Noboru asked, and in response Merpati said something curt, biting her words off fiercely.
“She says,” Noboru translated, “the girl is dead now, trapped among the ghosts in the land of the dead. If you go after her, you will be trapped too. Become a ghost yourself.”
Gabriel put the picture of Joyce away in his jacket pocket. “I’ll take my chances. Will she at least let us see Joyce’s room?”
Noboru asked and Merpati chewed her lip. When she finally replied, Noboru said, “For fifty Ringgit she’ll let us up—that’s about ten dollars. It’s a lot here.”
“Hell,” Gabriel said, digging in his pocket, “I can do
better than that.” He pulled out a hundred-dollar bill, unfolded it and held it out to the old woman. She eyed him warily, then snatched it out of his hand. She stared at it briefly, crumpled it in her palm and hid it away in a pocket in her torn shift. She muttered something out of the side of her mouth.
“She says we can’t stay long. It’s a full moon tonight, and apparently that’s when the spirits are at their strongest. She doesn’t want you hanging around and bringing the ghosts back.”
“No, we definitely wouldn’t want that. Listen,” Gabriel said, “you should go.

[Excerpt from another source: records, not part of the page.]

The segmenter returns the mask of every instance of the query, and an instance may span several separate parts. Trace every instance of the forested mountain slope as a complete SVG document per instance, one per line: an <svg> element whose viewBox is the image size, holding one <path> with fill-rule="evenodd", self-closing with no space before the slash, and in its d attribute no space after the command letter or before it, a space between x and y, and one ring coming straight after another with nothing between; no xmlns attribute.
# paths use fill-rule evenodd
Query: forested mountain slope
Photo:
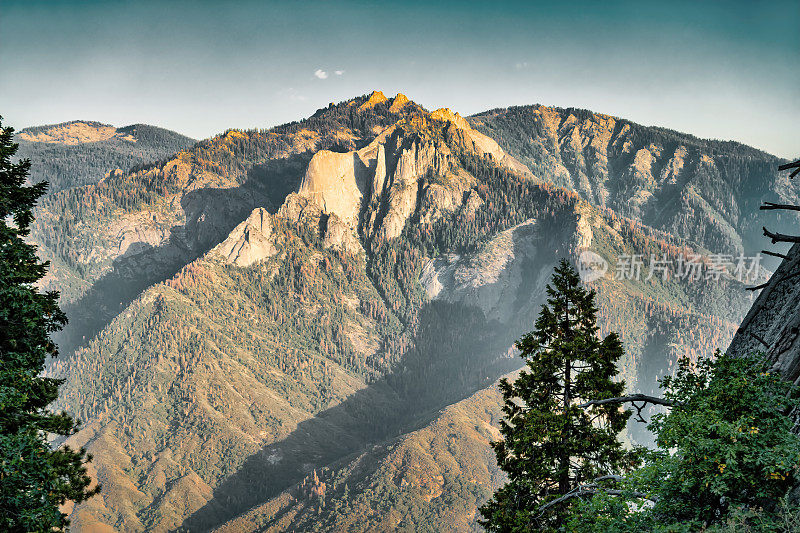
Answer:
<svg viewBox="0 0 800 533"><path fill-rule="evenodd" d="M231 130L166 161L44 199L33 239L53 264L45 286L57 279L66 304L65 351L223 240L254 207L277 209L318 150L355 148L400 116L386 102L366 110L346 103L268 131Z"/></svg>
<svg viewBox="0 0 800 533"><path fill-rule="evenodd" d="M498 481L479 391L519 367L553 265L582 251L609 264L592 286L632 387L727 344L749 305L735 276L614 276L708 249L554 179L376 92L51 195L34 239L77 348L51 373L105 487L75 528L401 525L380 509L469 530ZM482 429L440 438L442 409Z"/></svg>
<svg viewBox="0 0 800 533"><path fill-rule="evenodd" d="M736 142L542 105L468 120L537 176L716 253L757 253L768 217L759 205L800 201L800 184L777 171L783 160ZM783 230L800 219L769 220Z"/></svg>
<svg viewBox="0 0 800 533"><path fill-rule="evenodd" d="M158 161L195 143L147 124L116 128L83 120L25 128L16 141L17 156L31 160L31 181L47 181L50 193L97 183L110 172Z"/></svg>
<svg viewBox="0 0 800 533"><path fill-rule="evenodd" d="M580 216L573 214L571 235L558 235L549 225L538 231L535 223L528 222L501 232L476 254L441 259L443 268L439 274L449 277L448 270L452 269L453 278L461 281L449 284L445 280L430 305L435 308L447 303L449 316L464 309L477 308L480 313L476 313L478 319L474 323L447 321L428 328L436 331L446 327L446 338L429 333L427 338L415 339L418 349L405 358L407 364L432 357L444 359L442 356L451 350L462 354L453 358L458 364L452 366L436 371L424 366L424 372L410 379L419 387L414 389L415 397L447 387L453 378L446 376L459 376L464 369L474 367L482 359L480 353L486 350L487 340L496 339L496 356L515 363L510 342L531 328L543 298L543 283L552 270L552 264L542 263L552 260L552 247L559 248L556 243L582 244L586 249L612 254L669 249L664 241L644 235L633 237L637 231L633 227L631 234L622 229L616 235L624 236L625 242L631 238L635 244L620 245L623 239L615 239L613 228L596 211L585 204L580 211ZM578 222L584 216L597 217L592 220L591 242L587 242L585 231L578 230ZM567 225L565 220L558 224ZM552 241L547 235L553 235ZM428 261L428 265L437 262ZM430 276L425 278L423 274L426 288L433 292L435 284ZM644 382L648 391L655 377L668 371L678 356L708 353L716 346L726 345L741 318L730 309L746 306L742 286L736 282L725 282L718 289L709 283L696 290L690 283L649 286L606 278L593 287L599 291L603 330L613 328L622 333L627 348L623 376L632 383ZM708 295L707 300L694 300L703 292ZM516 296L509 298L510 294ZM693 303L688 304L691 300ZM716 308L715 302L729 306L729 311ZM731 320L717 318L726 314L733 315ZM479 330L486 320L483 317L489 319L489 327ZM499 372L502 367L493 370ZM488 377L495 378L497 374ZM476 380L475 385L480 386L480 381ZM292 439L269 445L215 490L211 503L185 526L192 531L204 530L230 517L235 510L249 507L220 526L220 531L477 530L477 507L501 481L488 446L497 437L494 428L499 416L498 398L493 387L485 389L443 413L432 413L431 422L420 430L396 438L385 435L376 439L373 447L364 444L355 450L340 448L350 453L342 453L342 458L332 463L308 464L314 467L313 471L272 498L268 497L274 487L261 481L278 477L272 461L280 458L281 462L298 463L307 457L308 450L293 449ZM356 397L341 408L350 410L359 405ZM314 435L313 422L307 427L308 430L299 431L303 438Z"/></svg>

It’s getting dark, and you’ve got a long drive back. I can take it from here.”
“You kidding?” Noboru said. “I like my job. Nice hours, good benefits. How long do you think your brother would let me keep it if I left you in the middle of the jungle by yourself?”
“I’m not a Ph.D. student on her own in Borneo for the first time,” Gabriel said. “I can handle myself.”

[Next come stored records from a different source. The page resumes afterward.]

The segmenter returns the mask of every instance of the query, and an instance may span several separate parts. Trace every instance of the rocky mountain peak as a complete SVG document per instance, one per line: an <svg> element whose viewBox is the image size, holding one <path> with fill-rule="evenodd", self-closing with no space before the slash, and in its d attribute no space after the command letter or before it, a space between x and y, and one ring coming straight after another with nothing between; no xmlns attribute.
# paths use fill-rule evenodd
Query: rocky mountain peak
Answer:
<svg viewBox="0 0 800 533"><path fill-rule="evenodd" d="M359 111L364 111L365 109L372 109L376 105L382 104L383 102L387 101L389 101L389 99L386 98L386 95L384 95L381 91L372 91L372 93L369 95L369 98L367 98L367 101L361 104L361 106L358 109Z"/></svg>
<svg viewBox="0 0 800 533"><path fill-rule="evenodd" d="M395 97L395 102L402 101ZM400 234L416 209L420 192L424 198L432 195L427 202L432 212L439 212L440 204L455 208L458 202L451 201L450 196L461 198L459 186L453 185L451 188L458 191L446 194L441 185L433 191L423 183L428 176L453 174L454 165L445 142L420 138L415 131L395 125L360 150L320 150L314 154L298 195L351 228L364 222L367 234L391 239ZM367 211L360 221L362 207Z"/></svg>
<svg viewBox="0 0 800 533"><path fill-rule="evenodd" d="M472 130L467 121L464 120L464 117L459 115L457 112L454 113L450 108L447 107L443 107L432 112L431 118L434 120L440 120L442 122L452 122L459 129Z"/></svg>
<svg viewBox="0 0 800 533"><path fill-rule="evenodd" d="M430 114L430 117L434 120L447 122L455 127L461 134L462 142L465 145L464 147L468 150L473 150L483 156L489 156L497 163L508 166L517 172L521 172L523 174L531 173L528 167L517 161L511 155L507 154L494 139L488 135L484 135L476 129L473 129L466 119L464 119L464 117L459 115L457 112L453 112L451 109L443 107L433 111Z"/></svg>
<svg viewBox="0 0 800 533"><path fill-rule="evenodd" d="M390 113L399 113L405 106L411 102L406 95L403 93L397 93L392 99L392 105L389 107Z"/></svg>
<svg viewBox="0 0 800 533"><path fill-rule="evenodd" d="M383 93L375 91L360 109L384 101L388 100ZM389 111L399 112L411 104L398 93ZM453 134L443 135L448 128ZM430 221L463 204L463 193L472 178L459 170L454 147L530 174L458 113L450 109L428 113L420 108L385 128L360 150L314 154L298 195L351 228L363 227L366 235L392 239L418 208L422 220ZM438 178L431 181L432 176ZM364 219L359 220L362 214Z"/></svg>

“Against ghosts?” Noboru asked with a grin. “Two’s better than one against ghosts.”
“Against practically anything,” Gabriel acknowledged. “All right. Just stay close and don’t wander off. One missing person is enough.”
“You don’t have to worry about me. Didn’t I just tell you I’m not going anywhere?”
“You armed?”
Noboru lifted his pants leg to reveal a long knife strapped to his calf.

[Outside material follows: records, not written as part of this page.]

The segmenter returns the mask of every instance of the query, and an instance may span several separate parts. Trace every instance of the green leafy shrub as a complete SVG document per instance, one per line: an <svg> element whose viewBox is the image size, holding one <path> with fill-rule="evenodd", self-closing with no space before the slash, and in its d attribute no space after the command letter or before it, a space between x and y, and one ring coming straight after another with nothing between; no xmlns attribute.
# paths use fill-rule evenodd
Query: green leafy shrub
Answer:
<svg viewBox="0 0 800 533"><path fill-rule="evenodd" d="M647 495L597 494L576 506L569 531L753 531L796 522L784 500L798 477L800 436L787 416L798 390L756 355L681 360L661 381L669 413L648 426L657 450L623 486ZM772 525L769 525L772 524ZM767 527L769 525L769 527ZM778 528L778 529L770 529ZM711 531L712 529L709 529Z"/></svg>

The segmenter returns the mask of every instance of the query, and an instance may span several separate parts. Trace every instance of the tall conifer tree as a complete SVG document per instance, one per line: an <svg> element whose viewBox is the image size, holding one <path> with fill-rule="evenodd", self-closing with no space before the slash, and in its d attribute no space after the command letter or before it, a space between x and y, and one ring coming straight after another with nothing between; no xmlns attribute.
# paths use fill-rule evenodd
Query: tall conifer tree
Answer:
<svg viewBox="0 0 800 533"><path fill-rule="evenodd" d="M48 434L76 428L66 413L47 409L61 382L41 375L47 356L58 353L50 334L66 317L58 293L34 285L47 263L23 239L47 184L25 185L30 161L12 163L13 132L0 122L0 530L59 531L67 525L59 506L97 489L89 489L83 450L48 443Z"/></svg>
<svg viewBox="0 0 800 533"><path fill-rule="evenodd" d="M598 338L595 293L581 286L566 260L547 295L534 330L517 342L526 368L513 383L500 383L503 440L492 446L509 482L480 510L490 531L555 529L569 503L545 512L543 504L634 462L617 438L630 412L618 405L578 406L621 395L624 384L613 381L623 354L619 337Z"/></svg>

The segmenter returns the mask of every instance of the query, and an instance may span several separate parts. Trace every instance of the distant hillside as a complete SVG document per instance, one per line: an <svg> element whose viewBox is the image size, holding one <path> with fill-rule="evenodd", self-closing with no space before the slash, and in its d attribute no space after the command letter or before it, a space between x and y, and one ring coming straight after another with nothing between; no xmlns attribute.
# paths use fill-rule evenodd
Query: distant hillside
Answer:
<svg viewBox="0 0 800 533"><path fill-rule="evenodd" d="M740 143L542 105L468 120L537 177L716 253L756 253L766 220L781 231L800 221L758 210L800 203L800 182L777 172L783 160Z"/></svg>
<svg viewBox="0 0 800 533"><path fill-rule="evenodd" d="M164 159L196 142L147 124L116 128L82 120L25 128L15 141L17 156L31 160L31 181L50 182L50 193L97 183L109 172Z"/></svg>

Gabriel nodded. “I guess that counts.”
Merpati led them to the door of the guesthouse. Gabriel noticed a short wooden post had been hammered into the ground by the door, and atop it was a goat’s skull, like the one they’d seen on the road. Merpati’s attempt to protect the house from the evil spirits that
took Joyce, presumably. The old woman brought them inside, past a kitchen that smelled like spicy stew and steamed pork, and up a wooden staircase to the second floor. The warped steps creaked loudly under their weight. Barring the culprits actually having been ghosts, which Gabriel was inclined to doubt, there was no way they could have sneaked up these stairs to take Joyce without being heard. Which suggested that whoever had taken her must have found another way in.
On the second floor, a long corridor ran the length of the building, five doors lined up along one side. Each door they passed was open, each room empty but for a neatly made bed with a short dresser beside it. Nothing on any of the beds, nothing on any of the dressers.
“The other boarders must have left after Joyce was taken,” Noboru said.
“Can you blame them?” Gabriel said.
Merpati stopped in front of the last door, which was the only one that was closed. She pulled a ring of long, heavy keys out of her pocket, unlocked the door and pushed it open for them. Gabriel and Noboru walked past her into the room. The old woman hung back, reluctant to set foot inside. She shouted something at Noboru. Gabriel didn’t need him to translate that time. Merpati wanted them to finish quickly and go.
Looking at the state of Joyce’s room, Gabriel could understand Merpati’s reaction. Everything was in a shambles. The dresser’s drawers had been dumped, the bed stripped, the mattress slashed. Clothing, books and personal items were scattered everywhere—Gabriel nudged a hairbrush with his foot. On the far wall, the window was shattered, the broken glass taped over with a bedsheet. He crossed to the window, pulled the sheet aside, and stuck his head through, taking care to avoid the jagged edges. This must have been how
they’d gotten in. It was probably the way they’d taken her out, too, maybe with a ladder or a rope, after tossing the room and its contents.